With hardware, we are relying on the use of both faster 
machines (e.g., 486-based PC) and more hardware (off-the- 
shelf boards) serving as compute engines to the PC. 
3.1 Algorithms/Software Implementations 
Rapid match 
The single most important factor in achieving a real 
time implementation is the use of rapid match to reduce 
computation during recognition. As described earlier, rapid 
match is used to compute a relatively short list of likely 
word candidates that are likely to start at a given frame in the 
speech input. Thus instead of seeding the entire vocabulary 
(or close to it), only those words that are returned by the 
Rapid Matcher are seeded. 
Profile and optimize in C 
Alternatively, we also invested in profiling the 
recognition program and getting a report of the amount of 
time spent in each routine, sorted in decreasing order, so that 
the first routine on this profiling report is the most time 
consuming one. Then, if possible, a rewrite of this routine 
or parts of it with efficiency as the objective is performed. 

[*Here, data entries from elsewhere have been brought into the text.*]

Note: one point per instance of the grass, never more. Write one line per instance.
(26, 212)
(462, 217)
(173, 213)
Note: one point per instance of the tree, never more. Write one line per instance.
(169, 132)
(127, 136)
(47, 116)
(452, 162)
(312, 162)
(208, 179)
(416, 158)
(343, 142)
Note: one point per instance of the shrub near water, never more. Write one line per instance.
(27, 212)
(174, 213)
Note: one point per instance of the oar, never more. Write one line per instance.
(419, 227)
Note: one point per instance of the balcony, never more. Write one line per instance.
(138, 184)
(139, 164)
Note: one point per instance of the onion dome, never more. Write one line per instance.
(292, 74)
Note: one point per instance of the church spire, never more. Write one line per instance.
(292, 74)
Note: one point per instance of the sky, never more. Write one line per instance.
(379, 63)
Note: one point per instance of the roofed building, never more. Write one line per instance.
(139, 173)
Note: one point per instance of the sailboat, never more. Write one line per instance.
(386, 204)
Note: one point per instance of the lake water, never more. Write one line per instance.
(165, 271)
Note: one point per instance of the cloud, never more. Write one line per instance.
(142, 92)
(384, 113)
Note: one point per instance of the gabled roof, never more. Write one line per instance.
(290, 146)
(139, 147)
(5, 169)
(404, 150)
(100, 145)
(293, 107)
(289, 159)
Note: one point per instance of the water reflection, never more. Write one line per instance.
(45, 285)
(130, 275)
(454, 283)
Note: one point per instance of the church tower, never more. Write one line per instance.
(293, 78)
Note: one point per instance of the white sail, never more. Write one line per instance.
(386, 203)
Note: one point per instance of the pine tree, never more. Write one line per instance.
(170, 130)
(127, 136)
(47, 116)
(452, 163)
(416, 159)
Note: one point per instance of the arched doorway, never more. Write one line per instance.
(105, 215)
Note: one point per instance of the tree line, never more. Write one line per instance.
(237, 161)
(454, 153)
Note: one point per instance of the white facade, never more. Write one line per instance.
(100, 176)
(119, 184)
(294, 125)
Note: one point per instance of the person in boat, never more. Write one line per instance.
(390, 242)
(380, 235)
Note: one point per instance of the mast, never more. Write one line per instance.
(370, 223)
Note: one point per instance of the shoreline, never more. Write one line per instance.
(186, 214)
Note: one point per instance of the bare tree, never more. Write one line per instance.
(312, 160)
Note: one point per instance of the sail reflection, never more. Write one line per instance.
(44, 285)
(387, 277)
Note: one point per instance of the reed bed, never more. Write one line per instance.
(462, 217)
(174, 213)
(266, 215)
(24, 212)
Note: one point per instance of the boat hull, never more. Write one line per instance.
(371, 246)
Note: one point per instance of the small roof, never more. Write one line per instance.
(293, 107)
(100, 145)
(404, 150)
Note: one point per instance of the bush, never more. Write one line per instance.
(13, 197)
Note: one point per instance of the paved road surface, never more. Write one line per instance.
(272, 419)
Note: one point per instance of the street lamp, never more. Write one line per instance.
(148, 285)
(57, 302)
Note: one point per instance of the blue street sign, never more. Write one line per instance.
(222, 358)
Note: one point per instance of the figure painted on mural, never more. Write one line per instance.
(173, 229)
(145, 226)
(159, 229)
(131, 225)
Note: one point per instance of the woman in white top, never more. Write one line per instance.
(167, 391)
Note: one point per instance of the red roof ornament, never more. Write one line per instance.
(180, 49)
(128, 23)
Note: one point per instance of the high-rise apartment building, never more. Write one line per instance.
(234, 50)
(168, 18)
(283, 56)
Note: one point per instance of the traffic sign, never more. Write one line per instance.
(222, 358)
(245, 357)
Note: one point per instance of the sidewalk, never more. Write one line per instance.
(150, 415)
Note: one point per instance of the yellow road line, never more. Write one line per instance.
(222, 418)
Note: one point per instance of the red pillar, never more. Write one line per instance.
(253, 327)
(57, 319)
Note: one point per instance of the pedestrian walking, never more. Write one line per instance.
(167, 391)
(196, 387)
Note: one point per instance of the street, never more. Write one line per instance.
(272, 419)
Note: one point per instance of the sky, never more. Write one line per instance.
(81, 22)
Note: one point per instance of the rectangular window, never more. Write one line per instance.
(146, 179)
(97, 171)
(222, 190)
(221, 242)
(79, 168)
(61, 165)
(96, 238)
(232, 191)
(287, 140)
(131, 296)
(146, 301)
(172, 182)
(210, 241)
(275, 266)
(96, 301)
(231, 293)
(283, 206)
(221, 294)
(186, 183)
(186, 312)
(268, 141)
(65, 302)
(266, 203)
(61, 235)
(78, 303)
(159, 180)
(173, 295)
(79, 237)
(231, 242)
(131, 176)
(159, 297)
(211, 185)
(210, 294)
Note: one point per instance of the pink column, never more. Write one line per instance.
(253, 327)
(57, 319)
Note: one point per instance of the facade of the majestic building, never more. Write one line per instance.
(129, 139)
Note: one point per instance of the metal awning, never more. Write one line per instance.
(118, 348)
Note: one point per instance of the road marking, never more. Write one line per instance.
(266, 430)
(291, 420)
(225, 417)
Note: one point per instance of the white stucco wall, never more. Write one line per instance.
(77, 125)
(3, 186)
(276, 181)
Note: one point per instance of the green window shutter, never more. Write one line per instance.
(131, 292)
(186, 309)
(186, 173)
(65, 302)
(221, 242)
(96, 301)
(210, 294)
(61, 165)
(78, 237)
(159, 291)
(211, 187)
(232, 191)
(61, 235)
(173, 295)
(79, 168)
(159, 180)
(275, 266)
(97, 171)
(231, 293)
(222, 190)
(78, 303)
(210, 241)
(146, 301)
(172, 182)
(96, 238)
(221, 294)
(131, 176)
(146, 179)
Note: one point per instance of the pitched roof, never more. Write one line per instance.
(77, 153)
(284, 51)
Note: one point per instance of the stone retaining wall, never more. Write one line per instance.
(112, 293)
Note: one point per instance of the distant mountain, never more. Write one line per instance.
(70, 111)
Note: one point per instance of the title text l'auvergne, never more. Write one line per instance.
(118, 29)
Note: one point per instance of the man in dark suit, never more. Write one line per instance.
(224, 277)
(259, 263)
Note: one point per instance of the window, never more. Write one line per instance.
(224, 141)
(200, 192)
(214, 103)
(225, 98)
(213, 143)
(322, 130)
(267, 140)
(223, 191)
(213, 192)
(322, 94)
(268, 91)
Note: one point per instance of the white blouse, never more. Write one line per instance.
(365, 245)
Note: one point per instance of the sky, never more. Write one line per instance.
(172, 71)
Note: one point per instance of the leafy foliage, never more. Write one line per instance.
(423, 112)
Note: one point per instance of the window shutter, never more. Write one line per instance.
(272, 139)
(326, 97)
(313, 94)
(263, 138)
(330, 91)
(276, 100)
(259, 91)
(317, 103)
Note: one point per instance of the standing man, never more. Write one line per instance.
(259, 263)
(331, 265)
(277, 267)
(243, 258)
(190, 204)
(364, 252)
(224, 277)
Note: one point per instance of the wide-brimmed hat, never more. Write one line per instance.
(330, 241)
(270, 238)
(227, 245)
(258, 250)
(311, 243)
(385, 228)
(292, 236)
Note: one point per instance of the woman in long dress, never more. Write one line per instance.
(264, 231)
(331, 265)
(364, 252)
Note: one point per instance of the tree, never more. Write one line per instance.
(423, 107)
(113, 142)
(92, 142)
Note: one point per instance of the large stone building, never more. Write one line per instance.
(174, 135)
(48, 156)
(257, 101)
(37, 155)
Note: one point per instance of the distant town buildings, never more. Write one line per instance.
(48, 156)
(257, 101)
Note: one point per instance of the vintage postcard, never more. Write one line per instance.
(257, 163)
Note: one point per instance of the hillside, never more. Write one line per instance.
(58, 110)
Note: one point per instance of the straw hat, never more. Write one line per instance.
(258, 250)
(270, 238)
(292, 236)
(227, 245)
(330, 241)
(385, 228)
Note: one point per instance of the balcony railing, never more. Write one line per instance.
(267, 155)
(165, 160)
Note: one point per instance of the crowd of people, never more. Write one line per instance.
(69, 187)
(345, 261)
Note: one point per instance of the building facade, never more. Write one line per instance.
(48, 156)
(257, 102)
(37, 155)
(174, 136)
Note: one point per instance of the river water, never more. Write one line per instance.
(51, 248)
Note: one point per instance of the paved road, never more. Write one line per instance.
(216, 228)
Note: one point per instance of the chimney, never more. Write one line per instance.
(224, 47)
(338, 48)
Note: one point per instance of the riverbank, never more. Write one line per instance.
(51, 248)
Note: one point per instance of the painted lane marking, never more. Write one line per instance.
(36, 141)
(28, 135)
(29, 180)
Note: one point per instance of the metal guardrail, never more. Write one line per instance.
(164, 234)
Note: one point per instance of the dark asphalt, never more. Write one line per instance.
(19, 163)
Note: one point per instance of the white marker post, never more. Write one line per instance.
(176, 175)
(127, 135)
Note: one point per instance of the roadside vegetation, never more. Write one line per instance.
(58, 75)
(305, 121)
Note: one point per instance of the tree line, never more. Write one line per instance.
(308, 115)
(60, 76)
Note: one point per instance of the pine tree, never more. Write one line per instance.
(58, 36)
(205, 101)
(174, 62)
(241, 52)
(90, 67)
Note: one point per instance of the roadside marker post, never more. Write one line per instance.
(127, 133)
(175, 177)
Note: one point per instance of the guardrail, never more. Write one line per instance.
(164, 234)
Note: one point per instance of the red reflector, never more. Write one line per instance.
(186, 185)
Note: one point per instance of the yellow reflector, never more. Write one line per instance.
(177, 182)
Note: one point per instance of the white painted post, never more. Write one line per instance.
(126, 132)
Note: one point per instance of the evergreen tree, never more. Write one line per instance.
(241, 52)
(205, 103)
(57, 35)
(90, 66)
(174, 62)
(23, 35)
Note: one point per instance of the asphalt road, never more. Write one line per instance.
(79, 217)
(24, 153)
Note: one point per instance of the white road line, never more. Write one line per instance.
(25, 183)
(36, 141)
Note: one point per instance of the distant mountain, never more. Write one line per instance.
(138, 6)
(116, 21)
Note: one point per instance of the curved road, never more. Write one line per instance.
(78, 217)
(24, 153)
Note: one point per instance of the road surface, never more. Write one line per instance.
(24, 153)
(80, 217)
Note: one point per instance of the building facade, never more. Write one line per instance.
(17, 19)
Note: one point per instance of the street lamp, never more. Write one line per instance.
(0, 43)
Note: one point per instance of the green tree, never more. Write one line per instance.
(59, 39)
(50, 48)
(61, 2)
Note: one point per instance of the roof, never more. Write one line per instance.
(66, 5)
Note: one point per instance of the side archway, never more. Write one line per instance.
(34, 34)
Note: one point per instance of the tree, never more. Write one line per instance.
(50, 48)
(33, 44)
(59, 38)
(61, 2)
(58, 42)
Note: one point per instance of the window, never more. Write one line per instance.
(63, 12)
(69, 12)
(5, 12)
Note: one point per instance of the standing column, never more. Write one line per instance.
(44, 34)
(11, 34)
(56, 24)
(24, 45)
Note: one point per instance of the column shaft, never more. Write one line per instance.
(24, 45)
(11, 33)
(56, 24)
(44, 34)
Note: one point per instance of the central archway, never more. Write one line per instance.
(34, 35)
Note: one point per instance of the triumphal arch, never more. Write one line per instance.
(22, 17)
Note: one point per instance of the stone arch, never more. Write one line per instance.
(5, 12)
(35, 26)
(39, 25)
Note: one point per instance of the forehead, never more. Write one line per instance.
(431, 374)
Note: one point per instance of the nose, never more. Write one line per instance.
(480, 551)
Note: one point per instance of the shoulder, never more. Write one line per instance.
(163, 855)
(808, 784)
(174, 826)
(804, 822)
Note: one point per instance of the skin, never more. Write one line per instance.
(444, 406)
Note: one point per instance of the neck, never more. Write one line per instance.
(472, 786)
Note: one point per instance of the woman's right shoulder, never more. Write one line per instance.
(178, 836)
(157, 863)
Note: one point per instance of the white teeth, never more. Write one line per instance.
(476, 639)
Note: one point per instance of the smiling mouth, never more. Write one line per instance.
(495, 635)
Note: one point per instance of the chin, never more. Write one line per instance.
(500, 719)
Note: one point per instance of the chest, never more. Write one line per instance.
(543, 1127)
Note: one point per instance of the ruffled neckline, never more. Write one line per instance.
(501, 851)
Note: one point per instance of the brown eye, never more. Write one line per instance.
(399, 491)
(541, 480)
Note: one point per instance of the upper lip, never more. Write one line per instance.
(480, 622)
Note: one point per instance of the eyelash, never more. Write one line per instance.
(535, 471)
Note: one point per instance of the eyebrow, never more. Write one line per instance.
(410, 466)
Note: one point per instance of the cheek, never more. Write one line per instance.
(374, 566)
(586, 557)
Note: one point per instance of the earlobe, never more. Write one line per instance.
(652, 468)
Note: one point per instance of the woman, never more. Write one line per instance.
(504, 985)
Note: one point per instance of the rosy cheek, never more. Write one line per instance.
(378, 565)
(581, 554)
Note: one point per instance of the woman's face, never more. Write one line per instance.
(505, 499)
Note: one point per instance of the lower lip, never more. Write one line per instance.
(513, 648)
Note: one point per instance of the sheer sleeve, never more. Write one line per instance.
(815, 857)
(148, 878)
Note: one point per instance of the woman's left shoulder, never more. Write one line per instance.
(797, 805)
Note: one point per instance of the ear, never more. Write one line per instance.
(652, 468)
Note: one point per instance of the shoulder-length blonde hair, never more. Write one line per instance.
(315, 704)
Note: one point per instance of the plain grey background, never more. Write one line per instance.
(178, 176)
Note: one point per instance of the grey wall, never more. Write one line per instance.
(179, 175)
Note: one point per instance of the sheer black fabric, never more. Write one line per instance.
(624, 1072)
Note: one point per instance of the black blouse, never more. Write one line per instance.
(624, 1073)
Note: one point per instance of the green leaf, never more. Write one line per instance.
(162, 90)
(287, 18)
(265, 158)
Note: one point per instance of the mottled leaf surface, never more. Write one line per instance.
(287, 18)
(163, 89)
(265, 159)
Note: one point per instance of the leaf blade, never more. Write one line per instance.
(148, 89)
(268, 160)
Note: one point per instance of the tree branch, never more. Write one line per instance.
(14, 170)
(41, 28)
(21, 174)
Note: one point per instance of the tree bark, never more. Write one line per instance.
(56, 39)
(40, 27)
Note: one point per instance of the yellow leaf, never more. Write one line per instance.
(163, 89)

This is done for the top few routines on the list (which 
usually account for a significant percentage of the total 
computation). The entire procedure is then repeated. 
Assembly language code 
Once in a while, as deemed necessary and appropriate, an 
entire C routine is rewritten in assembly code. Currently, 
only a few routines have been rewritten this way, which are 
all routines of the Rapid Marcher. 
3.2 Hardware Implementations 
A second part of our strategy is to let advances in the 
technology of manufacturing PCs help in solving the 
computation problem in continuous speech recognition. 
Already, we have witnessed an order of magnitude increase in 
the computation power of a personal computer within the 
last decade (from AT running at 8 Mhz clock rate to 386 at 
33 Mhz). Starting off this decade, the Intel 486-based 
family of PC's that have just been introduced are a factor 2 
faster that its immediate predecessor (the 386-based) 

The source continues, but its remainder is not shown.